Exhibition ‘A century of home cinema: from projector to smartphone’

A century of home cinema: from projector to smartphone

27 May-30 October, 2016
Limburgs Museum, Venlo

From the first home movies to vlogs on YouTube: since the advent of portable movie cameras (from 1910 onwards) people have tended to film the first steps and stumbles of a baby, parties, holidays and everyday family gatherings.

In a number of time capsules, the exhibition sheds light in an attractive manner on the fascinating history of the private media, with Limburg as the backdrop. You are taken back to olden days based on old fragments of home movies full of happiness and tragedy, YouTube videos, photographic time icons, authentic apparatus from various collections, film accessories, handbooks, magazines and advertisements. It all starts by taking a look at the earliest cinematic trends. Why and when did people first start recording their own family life? Who wanted to enjoy the show, only their nearest and dearest, or maybe a bigger audience? And at what moment did home movies enter the public domain via the internet?

About home movies

The home movies shown stem primarily from the collection of the Limburgs Museum. They tell how people in Limburg experienced the key moments, what the world looked like at that moment, the fashion, gadgets and our fascination for technology. They talk about the family and about the cameramen themselves. We see how the amateur lens takes on an ever more important role and records everyday life. New technologies, such as sound recording on a Super 8 camera and the advent of video, influenced the way in which amateur movies were illustrated and presented. Thanks to digitization, the internet and mobile devices, the making, processing and dissemination of video clips have become an inextricable element of everyday culture. The terrain of the exclusive home cinema has shifted to the smartphone and we fight for attention on social media.

Four generations of the Mantz family

A separate storyline in the exhibition is a film made to order in four parts about a remarkable family history. At the forefront is the family of the world-famous photographer, Werner Mantz, originally from Cologne, who established himself in Maastricht in 1938.  Werner Mantz and his offspring recorded private images over a period of almost a hundred years. These images not only reveal an intimate world, but also document history. In this film documentary, Werner Mantz, played by the actor Hans van Leipsig, takes today’s viewer back into time. The real son and grandson of Werner Mantz respond to the story of Werner and talk about family life from their perspective.
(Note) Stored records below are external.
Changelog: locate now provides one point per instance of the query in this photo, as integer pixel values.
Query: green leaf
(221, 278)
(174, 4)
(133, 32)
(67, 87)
How people dealt with (social) media, then and now, runs like a thread through the story. The film is a production from Tanja Nabben and Wiek Lenssen in cooperation with the Limburgs Museum.

Doctorate research

This exhibition stems from doctorate research at the universities of Maastricht and Groningen under the title of Changing platforms of ritualised memory practises. The cultural dynamics of home movies (2012-2015).

Source picture familie in front of television in the living room (top): Philips Company Archives.